CAPE CANAVERAL, Fla. — This weekend as the seven astronauts relax before Tuesday’s blastoff into space, the beer will be cold and waiting at crew quarters at Kennedy Space Center.
No one will monitor how much they drink, no breath tests given.
“We’re all professionals,” says Scott Kelly, commander of the last space shuttle mission in August.
While the outside world was aghast at a medical report a few months ago suggesting two cases of drunkenness just before launch, the men and women who fly NASA’s space shuttles are indignant.
“It’s just such an absurd thing to think that someone would even do that,” said Kelly, a Navy commander. “I don’t have the words to describe how ridiculous this whole thing is.”
He and others agree there’s no harm in having a beer a day or two out, and he did just that. During the three days before liftoff, the shuttle crew is in semi-isolation at dorm-style quarters or at the beach house where astronauts enjoy barbecues with their spouses.

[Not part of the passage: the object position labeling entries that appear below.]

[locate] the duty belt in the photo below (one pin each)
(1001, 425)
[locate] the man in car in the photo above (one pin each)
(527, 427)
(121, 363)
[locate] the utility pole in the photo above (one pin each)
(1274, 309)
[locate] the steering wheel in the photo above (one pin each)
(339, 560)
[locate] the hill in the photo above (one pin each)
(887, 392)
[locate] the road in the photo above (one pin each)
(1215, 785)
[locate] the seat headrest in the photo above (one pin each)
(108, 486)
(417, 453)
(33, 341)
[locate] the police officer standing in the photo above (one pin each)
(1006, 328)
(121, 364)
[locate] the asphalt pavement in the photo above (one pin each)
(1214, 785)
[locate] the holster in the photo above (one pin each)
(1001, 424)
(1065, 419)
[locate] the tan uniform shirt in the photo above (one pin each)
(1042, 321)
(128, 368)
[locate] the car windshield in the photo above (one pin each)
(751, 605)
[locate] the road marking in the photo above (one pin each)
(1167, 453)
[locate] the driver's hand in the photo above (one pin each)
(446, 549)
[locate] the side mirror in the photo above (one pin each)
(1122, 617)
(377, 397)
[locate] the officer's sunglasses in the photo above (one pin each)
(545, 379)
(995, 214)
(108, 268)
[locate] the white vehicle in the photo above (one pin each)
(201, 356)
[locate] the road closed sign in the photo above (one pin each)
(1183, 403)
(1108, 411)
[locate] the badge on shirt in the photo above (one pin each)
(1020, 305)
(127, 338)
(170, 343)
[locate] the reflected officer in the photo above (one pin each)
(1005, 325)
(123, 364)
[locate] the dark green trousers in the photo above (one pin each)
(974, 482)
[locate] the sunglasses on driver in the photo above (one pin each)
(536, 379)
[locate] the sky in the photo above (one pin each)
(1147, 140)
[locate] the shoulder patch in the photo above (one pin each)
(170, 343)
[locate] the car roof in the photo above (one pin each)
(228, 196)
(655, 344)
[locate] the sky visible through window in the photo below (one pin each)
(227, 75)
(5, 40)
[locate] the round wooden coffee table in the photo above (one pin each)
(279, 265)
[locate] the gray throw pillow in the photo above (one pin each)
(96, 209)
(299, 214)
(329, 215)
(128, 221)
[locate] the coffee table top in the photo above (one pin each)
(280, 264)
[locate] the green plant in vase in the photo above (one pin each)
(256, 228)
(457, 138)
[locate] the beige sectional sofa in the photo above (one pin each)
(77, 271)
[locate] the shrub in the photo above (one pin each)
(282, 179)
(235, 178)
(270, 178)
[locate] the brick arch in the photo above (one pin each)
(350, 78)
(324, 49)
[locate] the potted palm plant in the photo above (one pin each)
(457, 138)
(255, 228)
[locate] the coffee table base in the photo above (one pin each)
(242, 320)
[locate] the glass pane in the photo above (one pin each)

Kelly’s co-pilot, Charles Hobaugh, a burly Marine colonel, readily admits he’s no teetotaler. But he says that coming into launch, his drink of choice is skim milk.
Their mission came just over a week after the controversial report by a special medical panel that mentioned inebriated astronauts, citing interviews with unnamed sources.
Peggy Whitson, who recently arrived on the international space station as commander, also has found herself treading carefully.
The drinking issue weighed heavily on her mind before her Oct. 10 launch aboard a Soyuz rocket from the Baikonur Cosmodrome in Kazakhstan, where preflight toasting is the norm. She said it was “interesting” navigating between the U.S. and Russian cultural differences.
“We don’t want people to have an image of us as being a bunch of drunks,” she said earlier this week.
NASA’s long-standing rule — unwritten but universally understood — is that alcohol is forbidden within 12 hours of a launch. No one denies that until then, “alcohol is freely used in crew quarters,” as the astronaut health panel stated in its report. It based its findings on astronauts and flight surgeons who were promised anonymity.
There still is no conclusive evidence that astronauts, at Cape Canaveral or on Soyuz flights from Kazakhstan, were intoxicated right before launch.